JUVIGNY-SOUS-ANDAINE (61) - LA TOUR DE BONVOULOIR
JUVIGNY-SOUS-ANDAINE
Lorsqu'on a quitté la gare de Juvigny, lorsqu'on a gravi la colline où s'élève aujourd'hui l'église du vieux bourg, si l'on continue de marcher à l'est, on voit passer, à très peu de distance, un horizon boisé qui n'est autre que les coteaux d'Andaines. On peut s'acheminer à pied vers ces collines, car elles semblent tout près ; on les touche du regard ; à peine l'échiquier que forment les héritages laisse-t-il entrevoir, de la forêt au bourg, quelques-uns de ses petits carrés de culture diversicolore ; on les franchit, ou plutôt on contourne les haies qui les séparent, et l'on trouve un oratoire où, depuis trois cents ans, ont déjà prié bien des âmes, au seuil de la forêt. A partir de là les bruyères et les ajoncs succèdent aux guérets. Ce sentier s'égare sur la lande ; tout à coup, dans une éclaircie et sur une colline inculte, apparaît une tourelle étrange.
Nulle avenue ne l'annonce, nulle gentilhommière ne s'élève à côté d'elle ; elle n'a pour compagnie que la fougère qui jaunit et la bruyère qui se fane à ses pieds. Les souvenirs inquiets, qui jamais ne sommeillent et qui se précipitent en foule vers tout ce qui, contemporain de leur temps, pourrait leur rendre un corps et leur donner la vie, battent de l'aile comme un vol de corbeaux ou de gentilles hirondelles, à l'aspect de ce noir pilier fruste comme eux et qui fait rêver. Il est comme ces menhirs des landes bretonnes que leur isolement fait grands et dont la majesté peu communicative sollicite la curiosité des chercheurs sans la satisfaire.

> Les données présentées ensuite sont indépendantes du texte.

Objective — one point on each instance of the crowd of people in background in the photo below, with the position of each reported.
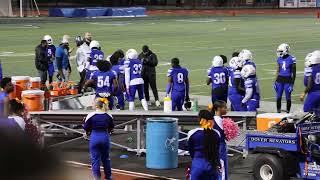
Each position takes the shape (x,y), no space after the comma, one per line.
(134,72)
(117,77)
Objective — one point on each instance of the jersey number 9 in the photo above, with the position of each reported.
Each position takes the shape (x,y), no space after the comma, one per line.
(103,82)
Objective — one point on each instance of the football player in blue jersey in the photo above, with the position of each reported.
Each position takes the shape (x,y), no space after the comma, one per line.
(312,83)
(285,75)
(218,76)
(51,51)
(99,125)
(252,95)
(236,89)
(95,56)
(178,85)
(133,79)
(116,67)
(105,81)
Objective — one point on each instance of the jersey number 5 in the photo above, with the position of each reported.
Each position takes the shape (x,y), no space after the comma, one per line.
(103,82)
(219,78)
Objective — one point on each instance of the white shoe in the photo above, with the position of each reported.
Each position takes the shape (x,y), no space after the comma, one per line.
(158,104)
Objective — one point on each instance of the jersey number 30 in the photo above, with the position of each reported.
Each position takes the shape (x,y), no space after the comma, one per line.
(103,82)
(219,78)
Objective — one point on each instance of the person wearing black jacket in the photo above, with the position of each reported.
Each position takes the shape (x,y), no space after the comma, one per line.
(150,61)
(41,61)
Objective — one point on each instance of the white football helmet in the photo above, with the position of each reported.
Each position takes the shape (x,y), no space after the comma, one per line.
(94,44)
(48,38)
(235,63)
(131,54)
(248,70)
(283,49)
(245,55)
(217,61)
(312,58)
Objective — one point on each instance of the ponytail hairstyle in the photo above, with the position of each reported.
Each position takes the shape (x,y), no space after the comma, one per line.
(211,143)
(102,104)
(219,104)
(16,107)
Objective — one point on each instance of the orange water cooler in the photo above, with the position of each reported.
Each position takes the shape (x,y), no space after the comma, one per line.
(35,83)
(33,100)
(20,83)
(267,120)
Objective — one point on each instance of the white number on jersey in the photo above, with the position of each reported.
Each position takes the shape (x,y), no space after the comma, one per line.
(137,68)
(103,82)
(98,57)
(220,78)
(49,52)
(317,79)
(284,66)
(180,78)
(230,83)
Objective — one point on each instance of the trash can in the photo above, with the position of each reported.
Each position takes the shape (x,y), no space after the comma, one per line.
(162,143)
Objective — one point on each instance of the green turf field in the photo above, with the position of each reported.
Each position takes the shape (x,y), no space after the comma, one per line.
(195,40)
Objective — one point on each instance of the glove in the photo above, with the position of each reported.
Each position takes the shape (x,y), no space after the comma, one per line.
(82,91)
(128,92)
(290,88)
(187,99)
(275,86)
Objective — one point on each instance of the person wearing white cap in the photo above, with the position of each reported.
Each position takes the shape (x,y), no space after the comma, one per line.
(62,59)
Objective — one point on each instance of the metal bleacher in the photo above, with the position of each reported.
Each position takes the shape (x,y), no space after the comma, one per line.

Mais la tourelle est plus haute qu'un menhir ; son faîte arrondi dépasse les plus grands arbres ; sa cloche est en tête à tête avec les plus grands coteaux ; son ombre penche au loin jusqu'à l'orée des bois. A son faîte, au-dessous de la sablière, sont quatre regardoirs ouverts aux quatre points cardinaux et soulignés de noirs mâchicoulis. Elle est très grêle, elle a tout au plus quelques pieds de diamètre, et pourtant elle est pleine d'importance, elle ne ressemble en rien à une cheminée, elle a plutôt l'air d'un joli donjon, mince et fluet ; elle est fermée d'une porte de fer ; elle est couverte d'une petite cloche en ardoise.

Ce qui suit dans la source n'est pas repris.